Сайт продается, подробности: whatsapp telegram
Скачать:TXTPDF
Антология философии Средних веков и эпохи Возрождения

них видел Господа Саваофа. сидящего на престоле славы, окруженного, славимого и закрываемого шестикрылыми серафимами, видел, как его самого очищали углем и подготавливали к пророчеству (Ис. 6, 1-7). Другой описывает колесницу Божию — херувимов, и над ними престол, и над престолом твердь, и на тверди Явившегося, а также какие-то гласы, движения и действия (Иез. 1, 22-27), и не умею сказать, было ли это дневное явление, удобо-созерцаемое одними святыми, или ночное нелживое видение, или представление владычественного в нас, которым и будущее объемлется, как настоящее, или другой неизъяснимый вид пророчества — сие известно только Богу Пророков и причастников подобных вдохновений. По крайней мере, ни те, о которых у нас слово, ни кто другой после них, не были, по Писанию, в совете и сущности Господа (Иер. 23, 18); никто не видел и не поведал естества Божия. Если бы Павел мог выразить, что заключало в себе третье небо и шествие к нему (или постепенное восхождение, или мгновенное восхищение), то, может быть, узнали бы мы о Боге несколько больше (если только этого касалась тайна Павлова восхищения). Но поскольку это было неизреченно, то и мы почтим молчанием, выслушав же самого Павла, который говорит: отчасти познаем и отчасти пророчествуем (1 Кор. 13, 9). Так и подобно этому сознается тот, кто не невежда в познании (2 Кор. 11,6), кто угрожает представить доказательство, что говорит в нем Христос (2 Кор. 13, 3), так сознается великий поборник и учитель истины. А потому все дольнее знание, как простирающееся не далее малых подобий истины, ставит он не выше зеркал и гаданий (1 Кор. 13, 12). А если бы не опасался я подать иным о себе мысль, что до излишества и без нужды занимаюсь такими исследованиями, то сказал бы, что об этом же самом, а не о чем ином может быть сказано: не можете вместить ныне (Иоан. 16, 12), чем само Слово давало понять, что со временем сможем вместить и уяснить себе это. И это же самое Иоанн, Предтеча Слова, великий глас истины, признал невозможным самому миру вместить (Иоан. 21, 25).

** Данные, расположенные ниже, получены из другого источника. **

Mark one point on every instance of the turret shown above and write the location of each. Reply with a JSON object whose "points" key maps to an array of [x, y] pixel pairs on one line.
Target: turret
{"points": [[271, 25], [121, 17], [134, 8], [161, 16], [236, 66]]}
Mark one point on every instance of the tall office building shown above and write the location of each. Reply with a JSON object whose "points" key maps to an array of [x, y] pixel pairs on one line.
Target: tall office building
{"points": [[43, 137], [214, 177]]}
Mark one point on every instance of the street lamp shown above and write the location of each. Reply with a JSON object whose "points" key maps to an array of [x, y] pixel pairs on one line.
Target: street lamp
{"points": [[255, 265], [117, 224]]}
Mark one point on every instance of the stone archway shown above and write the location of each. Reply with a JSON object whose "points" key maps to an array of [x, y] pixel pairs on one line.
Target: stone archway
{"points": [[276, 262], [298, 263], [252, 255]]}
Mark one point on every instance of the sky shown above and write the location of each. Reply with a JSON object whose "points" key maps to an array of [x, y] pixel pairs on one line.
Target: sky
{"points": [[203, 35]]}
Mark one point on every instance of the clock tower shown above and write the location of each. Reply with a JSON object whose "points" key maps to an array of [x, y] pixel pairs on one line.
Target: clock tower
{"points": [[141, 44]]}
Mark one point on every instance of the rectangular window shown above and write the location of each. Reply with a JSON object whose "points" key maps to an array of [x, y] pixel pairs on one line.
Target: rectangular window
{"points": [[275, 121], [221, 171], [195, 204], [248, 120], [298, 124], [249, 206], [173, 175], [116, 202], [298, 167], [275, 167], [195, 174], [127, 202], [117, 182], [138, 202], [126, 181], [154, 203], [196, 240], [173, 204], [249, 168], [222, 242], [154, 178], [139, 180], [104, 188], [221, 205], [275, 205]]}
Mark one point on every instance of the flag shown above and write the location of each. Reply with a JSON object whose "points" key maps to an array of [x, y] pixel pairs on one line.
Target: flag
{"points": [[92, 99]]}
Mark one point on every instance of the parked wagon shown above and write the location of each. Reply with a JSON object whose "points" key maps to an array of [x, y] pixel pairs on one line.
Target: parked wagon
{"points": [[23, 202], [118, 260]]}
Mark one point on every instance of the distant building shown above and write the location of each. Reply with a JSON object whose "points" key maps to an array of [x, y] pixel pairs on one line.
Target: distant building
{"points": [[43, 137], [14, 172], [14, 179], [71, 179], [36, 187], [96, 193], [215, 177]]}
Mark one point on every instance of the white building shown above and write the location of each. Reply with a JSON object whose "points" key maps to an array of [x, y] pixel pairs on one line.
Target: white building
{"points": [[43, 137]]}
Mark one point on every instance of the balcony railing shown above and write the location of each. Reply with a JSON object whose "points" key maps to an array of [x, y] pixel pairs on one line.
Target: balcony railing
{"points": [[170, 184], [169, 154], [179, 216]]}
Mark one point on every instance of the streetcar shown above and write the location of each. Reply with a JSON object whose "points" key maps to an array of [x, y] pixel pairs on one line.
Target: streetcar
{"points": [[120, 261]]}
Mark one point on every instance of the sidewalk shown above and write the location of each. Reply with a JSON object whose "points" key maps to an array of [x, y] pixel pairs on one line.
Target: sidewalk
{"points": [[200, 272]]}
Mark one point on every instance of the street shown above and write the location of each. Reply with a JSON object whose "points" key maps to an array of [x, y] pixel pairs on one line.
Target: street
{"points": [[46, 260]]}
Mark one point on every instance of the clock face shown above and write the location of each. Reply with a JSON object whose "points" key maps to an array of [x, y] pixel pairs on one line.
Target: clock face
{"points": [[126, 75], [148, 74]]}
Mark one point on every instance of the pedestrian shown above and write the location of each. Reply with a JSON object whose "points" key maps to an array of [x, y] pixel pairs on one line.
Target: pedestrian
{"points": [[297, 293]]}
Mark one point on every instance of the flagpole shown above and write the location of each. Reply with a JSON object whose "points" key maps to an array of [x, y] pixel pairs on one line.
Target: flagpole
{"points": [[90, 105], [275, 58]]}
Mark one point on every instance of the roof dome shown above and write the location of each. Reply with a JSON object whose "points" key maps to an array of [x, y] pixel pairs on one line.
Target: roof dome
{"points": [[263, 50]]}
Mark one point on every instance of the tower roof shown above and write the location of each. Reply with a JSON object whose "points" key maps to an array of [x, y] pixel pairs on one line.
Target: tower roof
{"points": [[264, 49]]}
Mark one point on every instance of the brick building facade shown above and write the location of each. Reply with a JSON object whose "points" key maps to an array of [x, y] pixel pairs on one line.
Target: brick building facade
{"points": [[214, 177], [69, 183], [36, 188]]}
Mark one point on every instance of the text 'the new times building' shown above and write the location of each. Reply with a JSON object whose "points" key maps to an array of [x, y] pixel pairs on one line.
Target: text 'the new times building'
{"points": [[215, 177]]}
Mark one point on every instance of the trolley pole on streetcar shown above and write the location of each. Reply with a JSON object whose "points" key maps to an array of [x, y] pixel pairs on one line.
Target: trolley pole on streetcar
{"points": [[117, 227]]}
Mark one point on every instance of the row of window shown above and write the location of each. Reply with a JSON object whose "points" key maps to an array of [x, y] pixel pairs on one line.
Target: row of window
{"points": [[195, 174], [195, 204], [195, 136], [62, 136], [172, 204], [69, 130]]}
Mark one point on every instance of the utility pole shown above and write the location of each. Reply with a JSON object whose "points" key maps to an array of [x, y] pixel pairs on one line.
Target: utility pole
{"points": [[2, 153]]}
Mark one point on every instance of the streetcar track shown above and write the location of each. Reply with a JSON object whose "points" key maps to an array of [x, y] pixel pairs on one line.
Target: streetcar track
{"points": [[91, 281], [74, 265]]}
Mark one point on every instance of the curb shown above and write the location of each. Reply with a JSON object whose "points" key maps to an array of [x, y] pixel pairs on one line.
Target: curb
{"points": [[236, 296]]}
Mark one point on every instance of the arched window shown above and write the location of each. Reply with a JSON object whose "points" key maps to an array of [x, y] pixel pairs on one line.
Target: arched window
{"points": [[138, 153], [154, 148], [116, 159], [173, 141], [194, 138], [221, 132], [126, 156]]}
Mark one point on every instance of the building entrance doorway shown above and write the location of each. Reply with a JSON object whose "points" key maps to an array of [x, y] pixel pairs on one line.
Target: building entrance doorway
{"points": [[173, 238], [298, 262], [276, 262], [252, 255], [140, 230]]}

Итак, всякая истина и всякое слово для нас недомыслимы и темны. Мы как бы строим огромные здания малым орудием, когда человеческой мудростью ловим видение сущего, когда к предметам мысленным приступаем со своими чувствами или не без чувств, которые заставляют нас кружиться и блуждать, и не можем, неприкосновенным умом касаясь неприкосновенных предметов, подойти насколько-нибудь ближе к истине и запечатлеть в уме чистые его представления. А слово о Боге, чем совершеннее, тем непостижимее, ведет к большему числу возражений и самых трудных решений. Ибо всякое препятствие, и самое маловажное, останавливает и затрудняет ход ума, и не дает ему стремиться вперед, подобно тому как браздами вдруг сдерживают несущихся коней и внезапным их потрясением сворачивают в сторону. Так Соломон, который до избыточности был умудрен более всех, и до него живших и ему современных, получил в дар от Бога широту сердца и полноту созерцания обильнее песка (3 Цар. 4, 29), чем более погружается в глубины, тем более чувствует кружения и почти концом мудрости считает найти, насколько она удалилась от него (Еккл. 7, 24). А Павел покушается, правда, исследовать, не говорю естество Божие (он знает, что это совершенно невозможно), а только судьбы Божий, но поскольку не находит конца и отдохновения в восхождении, поскольку любоведение ума не достигает явно окончательного предела, а всегда остается для него нечто еще не изведанное, то (чудное дело! о, если бы и со мной было то же!) заключает речь изумлением, именует все подобное богатством Божиим и глубиной (Римл. 11, 33) и исповедует непостижимость судеб Божиих, выражаясь почти так же, как и Давид, когда он то называет судьбы Божий бездной великою (Пс. 35, 7), в которой нельзя достать основания ни мерой, ни чувством, то говорит, что дивно для него ведение и от состава его, и высоко, нежели насколько простираются его силы и его объем (Пс. 138, 6).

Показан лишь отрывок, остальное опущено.